“此事不是小事,我回去要跟哥哥商量一下,若是他也让我去,那我就去。”谢观霜犹豫着回道。

        “那也行,渡云的腿伤没什么大碍了吧?”

        宁月仪又关心起谢恂,但是她也就谢恂回来的那天去看了一眼,往后就再未过去瞧过。

        故此,现在没话找话的关切之心显得格外假。

        谢观霜微微颔首,“已经好些了,再养两天就能下床了。”

        “那就好,我就怕你们兄妹俩出什么事,如今老爷也不在了,大房里就剩下我这个寡母,老太太那边对什么事情都要过问,就怕我亏待了你们,若到时候落得个nVe待子nV的名头才是冤枉我了。”
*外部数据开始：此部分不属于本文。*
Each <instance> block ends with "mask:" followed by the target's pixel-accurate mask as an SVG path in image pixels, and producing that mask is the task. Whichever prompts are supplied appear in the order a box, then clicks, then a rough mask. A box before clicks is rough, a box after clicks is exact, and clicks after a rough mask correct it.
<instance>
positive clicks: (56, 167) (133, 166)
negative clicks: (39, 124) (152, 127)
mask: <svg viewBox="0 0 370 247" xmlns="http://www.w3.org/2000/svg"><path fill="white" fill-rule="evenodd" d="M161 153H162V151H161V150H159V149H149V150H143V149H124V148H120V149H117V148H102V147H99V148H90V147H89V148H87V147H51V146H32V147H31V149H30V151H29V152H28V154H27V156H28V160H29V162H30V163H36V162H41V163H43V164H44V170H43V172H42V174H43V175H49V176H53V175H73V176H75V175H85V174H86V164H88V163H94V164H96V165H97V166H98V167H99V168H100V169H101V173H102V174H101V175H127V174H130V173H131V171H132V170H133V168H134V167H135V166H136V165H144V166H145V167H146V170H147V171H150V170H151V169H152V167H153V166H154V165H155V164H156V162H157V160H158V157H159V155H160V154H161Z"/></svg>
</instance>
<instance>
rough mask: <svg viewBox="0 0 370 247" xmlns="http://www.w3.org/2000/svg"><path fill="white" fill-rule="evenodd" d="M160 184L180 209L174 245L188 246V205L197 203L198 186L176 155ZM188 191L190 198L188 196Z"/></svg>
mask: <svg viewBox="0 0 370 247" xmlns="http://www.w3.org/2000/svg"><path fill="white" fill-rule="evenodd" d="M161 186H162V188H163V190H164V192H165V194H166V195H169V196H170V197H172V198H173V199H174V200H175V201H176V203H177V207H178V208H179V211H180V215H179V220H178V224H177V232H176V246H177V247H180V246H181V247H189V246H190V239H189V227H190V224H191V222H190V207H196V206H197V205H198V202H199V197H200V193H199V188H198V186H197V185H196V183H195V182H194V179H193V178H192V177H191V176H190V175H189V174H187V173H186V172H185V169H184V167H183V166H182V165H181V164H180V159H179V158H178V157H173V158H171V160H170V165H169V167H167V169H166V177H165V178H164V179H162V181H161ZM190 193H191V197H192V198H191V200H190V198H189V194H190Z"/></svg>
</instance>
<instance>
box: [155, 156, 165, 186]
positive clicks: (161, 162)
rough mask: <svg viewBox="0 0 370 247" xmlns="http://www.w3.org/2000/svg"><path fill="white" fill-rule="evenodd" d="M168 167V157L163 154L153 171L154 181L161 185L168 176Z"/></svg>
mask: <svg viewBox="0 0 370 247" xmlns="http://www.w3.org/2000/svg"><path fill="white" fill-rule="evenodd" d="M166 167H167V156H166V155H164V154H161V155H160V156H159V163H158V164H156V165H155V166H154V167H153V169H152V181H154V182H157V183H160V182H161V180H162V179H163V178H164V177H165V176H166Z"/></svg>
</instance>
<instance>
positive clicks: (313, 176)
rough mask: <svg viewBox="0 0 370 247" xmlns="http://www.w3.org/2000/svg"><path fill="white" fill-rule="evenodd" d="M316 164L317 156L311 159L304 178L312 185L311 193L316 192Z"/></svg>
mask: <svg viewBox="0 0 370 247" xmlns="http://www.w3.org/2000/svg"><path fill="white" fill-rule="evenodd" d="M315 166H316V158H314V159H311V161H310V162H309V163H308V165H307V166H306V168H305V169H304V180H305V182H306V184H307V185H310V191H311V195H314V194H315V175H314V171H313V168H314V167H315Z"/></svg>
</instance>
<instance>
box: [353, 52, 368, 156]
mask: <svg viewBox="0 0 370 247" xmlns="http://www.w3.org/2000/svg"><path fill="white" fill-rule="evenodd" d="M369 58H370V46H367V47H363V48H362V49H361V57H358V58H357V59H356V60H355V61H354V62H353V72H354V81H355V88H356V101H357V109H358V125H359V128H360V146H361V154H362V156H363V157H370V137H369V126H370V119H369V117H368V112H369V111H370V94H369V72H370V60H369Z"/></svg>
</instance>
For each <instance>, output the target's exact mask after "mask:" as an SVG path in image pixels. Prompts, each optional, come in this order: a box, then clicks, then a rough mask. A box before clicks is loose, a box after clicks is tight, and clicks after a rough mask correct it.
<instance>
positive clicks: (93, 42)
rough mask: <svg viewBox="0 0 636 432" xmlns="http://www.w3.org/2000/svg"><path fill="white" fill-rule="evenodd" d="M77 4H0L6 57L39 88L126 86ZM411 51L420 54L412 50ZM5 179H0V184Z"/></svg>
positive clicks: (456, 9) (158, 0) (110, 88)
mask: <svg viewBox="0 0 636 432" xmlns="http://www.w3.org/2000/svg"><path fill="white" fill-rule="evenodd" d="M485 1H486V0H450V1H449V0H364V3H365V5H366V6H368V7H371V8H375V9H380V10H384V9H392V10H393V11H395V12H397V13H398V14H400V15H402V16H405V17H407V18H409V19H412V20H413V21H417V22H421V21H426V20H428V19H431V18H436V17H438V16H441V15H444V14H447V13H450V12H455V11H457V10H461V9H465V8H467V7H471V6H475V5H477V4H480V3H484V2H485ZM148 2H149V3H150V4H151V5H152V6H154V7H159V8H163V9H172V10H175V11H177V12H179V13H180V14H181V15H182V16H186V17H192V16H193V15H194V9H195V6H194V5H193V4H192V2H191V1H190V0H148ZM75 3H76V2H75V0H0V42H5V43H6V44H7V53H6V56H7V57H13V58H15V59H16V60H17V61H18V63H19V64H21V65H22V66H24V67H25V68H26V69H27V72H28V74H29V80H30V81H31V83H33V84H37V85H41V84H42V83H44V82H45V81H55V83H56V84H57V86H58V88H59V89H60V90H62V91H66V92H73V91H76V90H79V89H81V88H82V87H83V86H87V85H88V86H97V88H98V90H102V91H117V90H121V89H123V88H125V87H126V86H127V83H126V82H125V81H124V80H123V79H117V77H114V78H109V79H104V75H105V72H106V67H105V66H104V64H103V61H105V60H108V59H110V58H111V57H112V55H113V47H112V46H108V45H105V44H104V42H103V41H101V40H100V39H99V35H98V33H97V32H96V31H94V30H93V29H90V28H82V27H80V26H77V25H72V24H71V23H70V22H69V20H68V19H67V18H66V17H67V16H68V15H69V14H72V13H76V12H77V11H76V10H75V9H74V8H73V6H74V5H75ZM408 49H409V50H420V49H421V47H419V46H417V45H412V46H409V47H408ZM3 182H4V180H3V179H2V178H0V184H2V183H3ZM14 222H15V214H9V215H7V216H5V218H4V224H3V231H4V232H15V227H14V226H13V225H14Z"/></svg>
        宁月仪又装模作样起来,抬手去拭了拭眼角的细泪。

        谢观霜真是厌倦了和宁月仪说话。

        带着面具的人,举手抬足间都夹杂了些虚假。

        幸而陈婉出言解了围,“舅母,哪会叫您被冤枉啊,我看大表兄和表妹自从回来后,就没有不适应的,这还是您的功劳呢。”

        她又眉眼带笑地对谢观霜道:“观霜妹妹,你要是在府里待着无聊了,尽管来找我,如今我暂住在这里,正愁缺少玩伴呢。”